One key problem for Dish’s Plan A is cashflow. The company’s revenues have continued to decline, such that it made $14.391 billion in revenues across 2017, only $1.568 billion of which was operating income. Dish would need $10 billion to build 50,000 new cell sites, which would position it roughly at the same level as troubled carrier Sprint (just under 50,000 sites), below healthier T-Mobile and Verizon (60,000 each), and well below AT&T (around 70,000).

It’s easy for the company to talk about committing $10 billion to build a new 5G network from scratch. And the claim that it’s taking small steps towards that plan could help Dish keep the currently unused spectrum from being lost, a very real risk under FCC rules. But given Dish’s history, actually raising those dollars to become at best a fourth-place 5G competitor might not be so simple.

Dish was an early pioneer in high-definition TV service, releasing the first HDTV tuner in January 1999, and becoming the first satellite provider to offer local U.S. channels in all 50 states. But as cable and cellular services continued to improve, expanding to offer everything from telephone and television to internet access, satellite broadcasting — and Dish — were effectively relegated to niche status. Thanks to both competition and ongoing battles with various TV providers, Dish’s customer base has continued to decline, recently falling below 13 million TV subscribers.
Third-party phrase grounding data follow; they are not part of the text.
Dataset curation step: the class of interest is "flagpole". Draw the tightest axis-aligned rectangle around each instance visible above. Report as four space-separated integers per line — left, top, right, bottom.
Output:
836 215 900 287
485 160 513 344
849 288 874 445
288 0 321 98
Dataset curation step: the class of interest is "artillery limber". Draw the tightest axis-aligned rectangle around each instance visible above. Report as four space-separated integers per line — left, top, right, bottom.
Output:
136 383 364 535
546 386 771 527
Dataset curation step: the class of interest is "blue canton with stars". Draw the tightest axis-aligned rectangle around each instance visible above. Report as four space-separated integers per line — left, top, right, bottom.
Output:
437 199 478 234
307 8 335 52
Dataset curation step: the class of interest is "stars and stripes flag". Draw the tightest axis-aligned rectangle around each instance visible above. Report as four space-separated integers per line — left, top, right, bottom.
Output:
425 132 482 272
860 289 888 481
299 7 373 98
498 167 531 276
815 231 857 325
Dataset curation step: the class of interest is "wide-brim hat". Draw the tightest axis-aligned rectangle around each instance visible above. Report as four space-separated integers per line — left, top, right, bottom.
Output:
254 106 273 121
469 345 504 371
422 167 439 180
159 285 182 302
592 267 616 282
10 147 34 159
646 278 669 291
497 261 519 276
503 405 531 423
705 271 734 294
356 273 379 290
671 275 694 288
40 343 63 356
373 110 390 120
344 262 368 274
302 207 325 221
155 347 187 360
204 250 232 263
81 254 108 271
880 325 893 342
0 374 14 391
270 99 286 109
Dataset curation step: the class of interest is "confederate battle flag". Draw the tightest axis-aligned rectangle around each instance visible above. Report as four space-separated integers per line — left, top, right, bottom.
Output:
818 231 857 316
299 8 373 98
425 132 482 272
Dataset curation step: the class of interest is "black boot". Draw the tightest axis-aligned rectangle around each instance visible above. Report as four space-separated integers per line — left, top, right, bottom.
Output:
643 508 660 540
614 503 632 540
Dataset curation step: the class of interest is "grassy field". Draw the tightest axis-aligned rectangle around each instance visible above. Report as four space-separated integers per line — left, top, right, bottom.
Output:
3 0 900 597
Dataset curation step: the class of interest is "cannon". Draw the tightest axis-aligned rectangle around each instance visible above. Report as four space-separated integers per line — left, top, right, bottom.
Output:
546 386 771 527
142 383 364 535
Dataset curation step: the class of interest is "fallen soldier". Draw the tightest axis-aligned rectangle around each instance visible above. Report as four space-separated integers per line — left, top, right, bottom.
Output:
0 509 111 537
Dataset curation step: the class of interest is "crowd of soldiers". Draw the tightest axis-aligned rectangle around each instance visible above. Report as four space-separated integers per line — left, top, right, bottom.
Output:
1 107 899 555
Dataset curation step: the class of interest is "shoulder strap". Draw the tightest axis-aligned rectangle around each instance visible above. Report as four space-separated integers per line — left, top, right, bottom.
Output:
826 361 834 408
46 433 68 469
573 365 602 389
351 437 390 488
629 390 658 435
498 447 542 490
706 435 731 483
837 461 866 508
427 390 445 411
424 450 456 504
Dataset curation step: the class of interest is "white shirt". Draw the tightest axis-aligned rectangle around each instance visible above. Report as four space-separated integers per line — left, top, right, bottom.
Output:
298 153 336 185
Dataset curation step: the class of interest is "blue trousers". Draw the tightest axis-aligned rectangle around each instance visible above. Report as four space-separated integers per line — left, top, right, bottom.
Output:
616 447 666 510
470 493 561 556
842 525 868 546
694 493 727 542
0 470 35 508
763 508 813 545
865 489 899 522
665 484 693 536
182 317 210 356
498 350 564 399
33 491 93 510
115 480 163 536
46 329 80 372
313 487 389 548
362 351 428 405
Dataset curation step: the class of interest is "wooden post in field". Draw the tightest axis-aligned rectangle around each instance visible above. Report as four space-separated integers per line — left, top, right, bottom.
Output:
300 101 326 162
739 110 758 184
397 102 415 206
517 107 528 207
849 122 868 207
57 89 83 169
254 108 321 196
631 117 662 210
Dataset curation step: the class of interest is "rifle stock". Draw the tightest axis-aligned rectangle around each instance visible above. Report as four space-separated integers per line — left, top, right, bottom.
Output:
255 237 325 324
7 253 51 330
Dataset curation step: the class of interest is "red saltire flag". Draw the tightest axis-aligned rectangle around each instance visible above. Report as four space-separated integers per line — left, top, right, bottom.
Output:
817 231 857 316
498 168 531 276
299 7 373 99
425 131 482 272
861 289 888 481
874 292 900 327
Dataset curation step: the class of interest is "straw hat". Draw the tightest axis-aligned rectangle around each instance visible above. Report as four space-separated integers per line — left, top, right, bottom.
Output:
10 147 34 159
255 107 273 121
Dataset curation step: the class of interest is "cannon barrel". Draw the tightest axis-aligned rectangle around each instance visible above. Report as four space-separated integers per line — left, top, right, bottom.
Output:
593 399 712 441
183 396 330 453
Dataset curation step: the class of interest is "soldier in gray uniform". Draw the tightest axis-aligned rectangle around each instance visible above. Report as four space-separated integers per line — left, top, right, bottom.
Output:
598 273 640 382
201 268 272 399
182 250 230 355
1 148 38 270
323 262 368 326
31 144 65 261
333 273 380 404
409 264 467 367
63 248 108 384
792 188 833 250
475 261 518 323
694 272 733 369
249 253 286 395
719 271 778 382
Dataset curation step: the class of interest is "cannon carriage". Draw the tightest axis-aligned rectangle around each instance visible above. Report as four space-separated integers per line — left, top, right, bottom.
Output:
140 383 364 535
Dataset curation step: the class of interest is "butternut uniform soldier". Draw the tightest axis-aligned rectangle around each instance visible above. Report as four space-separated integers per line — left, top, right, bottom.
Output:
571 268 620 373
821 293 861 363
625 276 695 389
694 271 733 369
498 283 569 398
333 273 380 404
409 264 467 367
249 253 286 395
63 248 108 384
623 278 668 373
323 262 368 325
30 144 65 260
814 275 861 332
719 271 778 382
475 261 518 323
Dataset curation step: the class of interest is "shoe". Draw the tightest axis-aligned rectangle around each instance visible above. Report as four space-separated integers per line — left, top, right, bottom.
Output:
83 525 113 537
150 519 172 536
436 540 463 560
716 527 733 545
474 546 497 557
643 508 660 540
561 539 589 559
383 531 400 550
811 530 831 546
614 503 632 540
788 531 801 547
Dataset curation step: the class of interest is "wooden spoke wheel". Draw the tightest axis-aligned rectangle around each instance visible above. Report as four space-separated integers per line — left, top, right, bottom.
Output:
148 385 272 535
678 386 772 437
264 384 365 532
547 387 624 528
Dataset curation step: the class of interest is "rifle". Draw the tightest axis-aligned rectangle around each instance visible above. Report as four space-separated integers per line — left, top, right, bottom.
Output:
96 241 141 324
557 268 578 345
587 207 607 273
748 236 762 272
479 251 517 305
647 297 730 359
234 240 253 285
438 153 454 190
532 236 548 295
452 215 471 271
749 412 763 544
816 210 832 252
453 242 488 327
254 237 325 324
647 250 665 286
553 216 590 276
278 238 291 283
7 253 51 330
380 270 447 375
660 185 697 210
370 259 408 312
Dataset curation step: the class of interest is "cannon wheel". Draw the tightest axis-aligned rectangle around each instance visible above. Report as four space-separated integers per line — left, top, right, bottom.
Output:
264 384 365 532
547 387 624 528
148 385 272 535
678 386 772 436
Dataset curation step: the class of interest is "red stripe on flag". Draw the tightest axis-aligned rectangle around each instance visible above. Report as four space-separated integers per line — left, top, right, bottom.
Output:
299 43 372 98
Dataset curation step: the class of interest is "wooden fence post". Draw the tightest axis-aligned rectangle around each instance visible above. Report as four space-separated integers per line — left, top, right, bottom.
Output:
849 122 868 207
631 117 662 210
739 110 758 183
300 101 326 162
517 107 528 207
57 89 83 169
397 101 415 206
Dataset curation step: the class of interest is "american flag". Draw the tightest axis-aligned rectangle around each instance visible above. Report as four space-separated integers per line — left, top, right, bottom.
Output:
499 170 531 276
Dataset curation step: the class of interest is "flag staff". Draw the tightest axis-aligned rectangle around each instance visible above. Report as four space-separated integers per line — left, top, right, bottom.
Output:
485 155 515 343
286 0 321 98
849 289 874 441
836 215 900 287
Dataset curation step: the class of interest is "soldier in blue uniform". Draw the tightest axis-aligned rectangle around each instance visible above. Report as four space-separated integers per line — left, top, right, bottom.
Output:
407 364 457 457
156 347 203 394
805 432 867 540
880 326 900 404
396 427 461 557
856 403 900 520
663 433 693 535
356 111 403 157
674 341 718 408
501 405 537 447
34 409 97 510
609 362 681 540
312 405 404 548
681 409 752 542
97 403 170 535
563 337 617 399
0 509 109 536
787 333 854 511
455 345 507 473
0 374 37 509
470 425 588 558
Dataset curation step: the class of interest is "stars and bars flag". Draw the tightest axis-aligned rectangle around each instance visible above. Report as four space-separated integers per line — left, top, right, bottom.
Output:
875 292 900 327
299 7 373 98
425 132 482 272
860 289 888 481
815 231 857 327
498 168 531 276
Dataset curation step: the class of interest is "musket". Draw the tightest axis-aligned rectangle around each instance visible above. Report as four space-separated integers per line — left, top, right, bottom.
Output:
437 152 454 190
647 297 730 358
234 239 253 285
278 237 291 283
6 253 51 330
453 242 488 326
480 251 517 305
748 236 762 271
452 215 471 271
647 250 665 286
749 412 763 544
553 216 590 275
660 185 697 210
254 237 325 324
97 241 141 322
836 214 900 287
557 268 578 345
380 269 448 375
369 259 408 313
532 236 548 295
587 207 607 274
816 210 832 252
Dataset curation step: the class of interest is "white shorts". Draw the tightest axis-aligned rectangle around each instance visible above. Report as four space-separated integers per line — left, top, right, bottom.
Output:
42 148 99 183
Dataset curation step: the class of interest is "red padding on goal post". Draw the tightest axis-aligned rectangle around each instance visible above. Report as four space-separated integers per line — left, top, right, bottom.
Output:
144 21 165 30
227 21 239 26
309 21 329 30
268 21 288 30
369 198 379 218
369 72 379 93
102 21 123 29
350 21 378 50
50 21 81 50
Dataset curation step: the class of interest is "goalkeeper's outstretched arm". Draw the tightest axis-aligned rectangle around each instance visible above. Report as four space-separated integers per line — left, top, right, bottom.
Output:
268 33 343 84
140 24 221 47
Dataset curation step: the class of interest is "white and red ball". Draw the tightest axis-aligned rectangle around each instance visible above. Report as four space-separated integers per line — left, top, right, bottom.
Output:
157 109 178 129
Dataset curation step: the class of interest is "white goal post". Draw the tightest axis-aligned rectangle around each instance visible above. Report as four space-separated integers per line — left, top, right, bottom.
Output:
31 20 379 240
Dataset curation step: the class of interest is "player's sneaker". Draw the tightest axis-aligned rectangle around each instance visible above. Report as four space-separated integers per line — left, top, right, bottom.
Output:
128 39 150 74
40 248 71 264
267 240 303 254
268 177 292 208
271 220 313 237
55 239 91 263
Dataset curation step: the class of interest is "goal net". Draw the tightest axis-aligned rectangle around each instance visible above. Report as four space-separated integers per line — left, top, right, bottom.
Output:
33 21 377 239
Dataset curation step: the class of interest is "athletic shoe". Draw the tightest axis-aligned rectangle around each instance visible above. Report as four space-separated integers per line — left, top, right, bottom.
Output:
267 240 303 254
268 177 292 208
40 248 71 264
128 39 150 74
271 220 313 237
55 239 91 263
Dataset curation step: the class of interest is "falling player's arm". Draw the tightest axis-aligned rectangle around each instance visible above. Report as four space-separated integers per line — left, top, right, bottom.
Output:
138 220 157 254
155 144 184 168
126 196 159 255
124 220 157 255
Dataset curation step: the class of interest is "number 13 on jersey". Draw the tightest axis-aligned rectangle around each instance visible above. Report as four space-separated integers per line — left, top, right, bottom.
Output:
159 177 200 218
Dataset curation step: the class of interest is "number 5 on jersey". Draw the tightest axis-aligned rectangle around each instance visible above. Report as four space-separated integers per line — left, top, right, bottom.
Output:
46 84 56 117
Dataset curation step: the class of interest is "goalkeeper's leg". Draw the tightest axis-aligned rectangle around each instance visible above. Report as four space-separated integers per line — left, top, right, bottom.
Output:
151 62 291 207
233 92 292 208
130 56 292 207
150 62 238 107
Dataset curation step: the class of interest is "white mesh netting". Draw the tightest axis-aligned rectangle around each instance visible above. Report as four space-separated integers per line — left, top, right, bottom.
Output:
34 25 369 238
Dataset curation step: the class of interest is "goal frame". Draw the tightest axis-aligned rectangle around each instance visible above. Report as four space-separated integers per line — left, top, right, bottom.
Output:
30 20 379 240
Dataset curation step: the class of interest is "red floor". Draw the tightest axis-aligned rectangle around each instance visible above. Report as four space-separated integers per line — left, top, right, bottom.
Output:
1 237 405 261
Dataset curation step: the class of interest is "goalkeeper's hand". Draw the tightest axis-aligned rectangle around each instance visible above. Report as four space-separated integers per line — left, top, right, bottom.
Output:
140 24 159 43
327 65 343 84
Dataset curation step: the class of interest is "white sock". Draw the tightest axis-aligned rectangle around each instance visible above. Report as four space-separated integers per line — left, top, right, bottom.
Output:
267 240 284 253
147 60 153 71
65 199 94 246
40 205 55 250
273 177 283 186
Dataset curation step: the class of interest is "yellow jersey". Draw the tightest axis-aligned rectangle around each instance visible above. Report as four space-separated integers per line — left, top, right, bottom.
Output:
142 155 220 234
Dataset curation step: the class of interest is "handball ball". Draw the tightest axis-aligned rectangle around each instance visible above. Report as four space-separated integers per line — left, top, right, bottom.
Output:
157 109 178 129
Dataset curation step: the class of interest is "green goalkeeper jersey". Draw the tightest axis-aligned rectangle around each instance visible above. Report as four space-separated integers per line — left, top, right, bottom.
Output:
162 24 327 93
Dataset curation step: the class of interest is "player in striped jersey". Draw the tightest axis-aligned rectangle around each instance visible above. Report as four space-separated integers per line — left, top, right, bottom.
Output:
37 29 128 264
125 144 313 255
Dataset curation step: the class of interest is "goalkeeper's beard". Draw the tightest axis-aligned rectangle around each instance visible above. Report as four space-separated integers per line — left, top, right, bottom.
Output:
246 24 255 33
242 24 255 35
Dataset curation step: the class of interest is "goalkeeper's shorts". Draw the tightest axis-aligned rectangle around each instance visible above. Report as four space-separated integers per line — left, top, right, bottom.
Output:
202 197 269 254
As a result, the question of whether to build a 5G network or sell its spectrum is quite possibly existential for Dish. Selling its spectrum could net the company billions of dollars and enable it to wind down, sell its existing customers, or pursue some other strategy to grow its satellite business. Building a 5G network could plunge it into debt and force it to compete against better-prepared rivals, but also give it an opportunity to survive in what appears to be a post-satellite world.

Earlier this year, Dish said that it would invest somewhere between $500 million and $1 billion through 2020 to build a basic internet of things support network before decisively plunging into 5G waters. The company hasn’t provided a timeline for an acceleration of that strategy. That suggests Dish may just be biding its time holding out for an acquisition, but as 2020 no longer looks far away, the clock is ticking — and unless a big competitor is willing to pony up tens of billions of dollars for non-millimeter wave spectrum, Dish’s Plan A might become the only option.